Pour développer « la citoyenneté et la culture de l’engagement des jeunes », Claude Bartolone suggère notamment d’intégrer une « mission citoyenne de terrain » de trois mois au minimum à la scolarité de tous les élèves des grandes écoles, publiques comme privées. Ou bien encore de mettre en place un stage obligatoire d’une semaine dans une association en classe de seconde, sur le modèle du stage en entreprise.
Pour « renforcer et valoriser l’engagement bénévole et citoyen », le président de l’Assemblée nationale estime, entre autres, que le service civique – qu’il n’est « pas nécessaire de rendre obligatoire » – doit être rendu accessible à tous. Il s’agirait ainsi de définir de façon systématique des missions pour des engagés et des volontaires du service civique, comme pour des réservistes citoyens, dans chaque service public et dans chaque département. Mais aussi de développer une réserve citoyenne dans les principaux services territoriaux de l’Etat et des collectivités locales. « Les réservistes [se verraient] proposer des missions ponctuelles, régulières et de courte durée (trois mois). » Le président de l’Assemblée nationale propose par ailleurs de créer un droit à l’engagement associatif en permettant à chacun, quelle que soit sa situation professionnelle, de donner de son temps à une association. Par exemple via un « crédit-temps engagement » pour les salariés des secteurs public et privé, pour l’accomplissement de leur engagement au sein d’associations d’utilité civique. Ou en ouvrant à tout étudiant le droit à une année de césure pour accomplir une mission d’intérêt général.
Afin de rendre plus attractives toutes les formes d’engagement, il suggère encore, notamment, de permettre la validation de trimestres de retraite pour les responsabilités d’administration exercées dans une association d’utilité civique. Mais aussi d’intégrer l’engagement bénévole dans le calcul des heures alimentant le compte personnel de formation.

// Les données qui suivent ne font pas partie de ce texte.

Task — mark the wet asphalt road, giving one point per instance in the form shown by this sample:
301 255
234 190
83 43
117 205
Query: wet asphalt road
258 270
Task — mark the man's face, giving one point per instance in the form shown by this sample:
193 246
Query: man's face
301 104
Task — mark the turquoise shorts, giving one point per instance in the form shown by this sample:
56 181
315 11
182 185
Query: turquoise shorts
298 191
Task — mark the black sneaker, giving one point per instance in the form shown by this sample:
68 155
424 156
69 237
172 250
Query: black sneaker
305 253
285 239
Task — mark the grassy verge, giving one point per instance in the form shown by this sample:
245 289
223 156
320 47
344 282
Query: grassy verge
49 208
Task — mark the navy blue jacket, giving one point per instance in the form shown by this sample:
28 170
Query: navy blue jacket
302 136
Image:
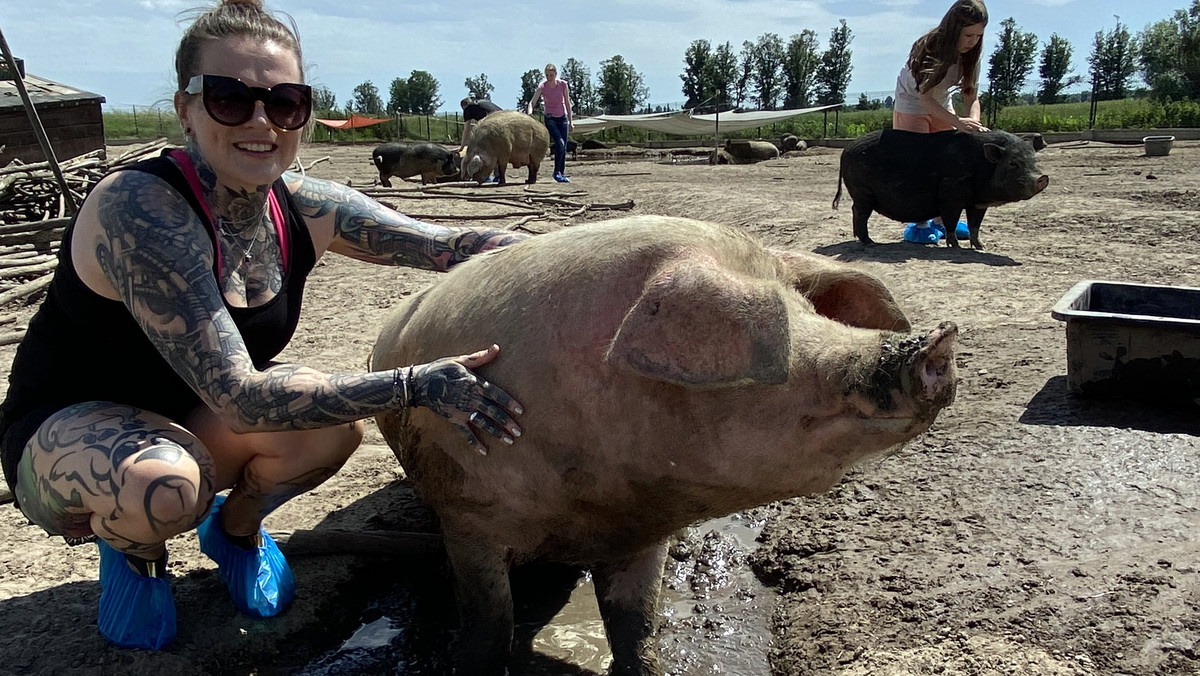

Enfin, estimant que, pour « renforcer l’appartenance républicaine », il conviendrait de « développer une lutte efficace contre les discriminations », le rapport suggère de créer des guichets uniques d’accès au droit. Des « maisons de l’égalité » qui regrouperaient en un seul lieu les conseils départementaux de l’accès au droit, les maisons de la justice et du droit et les délégués du défenseur des droits. Elles seraient ouvertes aux syndicats et aux associations de consommateurs et d’usager.